The study found that mammography resulted in diagnosis of additional small cancers, but was not associated with higher detection of more advanced and dangerous larger tumors. The researchers -- including Richard Wilson, a professor at Harvard University who has been conducting a series of studies on risk-benefit analysis and cancer -- argued that these findings "suggest widespread overdiagnosis."
The issue of overdiagnosis (and overtreatment) in cancer care -- not just in breast cancer but also in cancers of other regions of the body such as the prostate and lungs -- has prompted heated debate in recent years. One big issue in breast cancer specifically is the number of false positives in mammograms, which are estimated to be anywhere from less than 10 to 50 percent of all women who are screened. In an opinion piece accompanying the Wilson study, researchers from the University of Washington School of Medicine expressed concern that that this lack of clarity has left both patients and their caregivers in a conundrum.
"Treatment of an overdiagnosed tumor cannot provide benefit, but it can lead to harm. Overdiagnosis and overtreatment are now widely acknowledged to be an important harm of medical practice, including cancer screening," Joann G. Elmore and Ruth Etzioni wrote.
Just last month, researchers from the University of Copenhagen warned of the psychological strain of false-positive mammograms in a study in the journal Annals of Family Medicine. They found that even when women are told that the initial diagnosis was wrong, they still show signs of stress and depression several years later.
So what does all this mean for women concerned about breast cancer? Wilson and his co-authors said that their study is vulnerable to what they called "ecological biases" wherein conclusions about individuals are drawn from data about groups, and Elmore and Etzioni agree that there may be other explanations for the relationship between screenings and incidence of mortality.

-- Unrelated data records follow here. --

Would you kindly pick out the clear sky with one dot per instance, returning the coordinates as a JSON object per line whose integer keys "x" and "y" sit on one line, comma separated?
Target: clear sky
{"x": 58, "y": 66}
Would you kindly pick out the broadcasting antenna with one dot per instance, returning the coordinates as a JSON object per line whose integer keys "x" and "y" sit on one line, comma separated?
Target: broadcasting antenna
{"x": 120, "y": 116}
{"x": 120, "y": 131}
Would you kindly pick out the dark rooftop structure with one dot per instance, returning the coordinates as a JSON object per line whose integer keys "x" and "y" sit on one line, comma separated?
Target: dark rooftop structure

Meanwhile, the study authors' advice is that they don't believe "the right rate of screening mammography is zero," but they don't state much beyond that.
"As is the case with screening in general, the balance of benefits and harms is likely to be most favorable when screening is directed to those at high risk, provided neither too frequently nor too rarely, and sometimes followed by watchful waiting instead of immediate active treatment," they wrote.
Current guidelines from the U.S. Preventive Services Task Force recommend screening every two years for women ages 50 to 74 and that those who are younger should also consider screening depending on individual risk factors, such as family history of the disease.